The total freight volume handled by Port of Antwerp fell in April due to the COVID-19 crisis but rose by 0.4% overall during the first four months of this year compared with the same period last year.
In a statement the Port said, “Despite a weaker month in April the port has been able to maintain its level of activity in terms of freight volume.
“The impact of lacklustre demand due to the corona crisis will make itself felt more strongly in the coming months. In the meantime, Port of Antwerp is doing everything necessary to ensure efficient functioning of the port.”
The container volume rose in 2020, although other freight categories such as conventional breakbulk and ro/ro remain under pressure. The number of calls by seagoing ships was also down but a number of container ships also carried more volume on average.
Despite the impact of COVID-19 on global production and supply chains and a fall in demand as a result of the crisis, the port experienced slight growth in the total freight volume during the period January-April 2020 compared with the same period last year.

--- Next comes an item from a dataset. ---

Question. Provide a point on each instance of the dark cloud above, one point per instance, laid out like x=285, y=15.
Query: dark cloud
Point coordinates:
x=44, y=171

The container volume in April was down compared with April 2019 but experienced growth of 6.1% in TEU during 2020 overall.
The consequences of cancelled sailings will make themselves felt in the remainder of the second quarter.
On the other hand, there was a strong increase in empty boxes bound for China, which is a sign of recovery in production there.
In the case of breakbulk, with steel as the most important product, the consequences of the worldwide disruptions in trade have made themselves felt since 2019 and the shutdown of some industries due to the corona crisis has led to a sharp drop of 15.7% in April and 29.1% in 2020 overall.
Due to the lack of production in the automotive industry there were no imports of new cars from Asia, and exports of European cars were similarly at a standstill. The second-hand car market was also almost completely absent as a result of the corona crisis. As a consequence, the total ro/ro volume was down by 16.2% in the period January-April compared with the same period last year.
As for dry bulk there was little demand for coal due to the mild winter and the shutdown of the steel industry, and so also very little outgoing traffic to the hinterland.
The fact that sufficient renewable energy (solar and wind) was available in Germany also contributed to the sharp drop in outgoing coal consignments. In the meantime other bulk categories remain under pressure and are declining in volume.
In the liquid bulk sector the volume was down by 2.5% in 2020, mainly due to the lower demand for oil derivatives. The volume of chemical products experienced slight growth of 0.6% during the first four months of this year compared with the same period in 2019.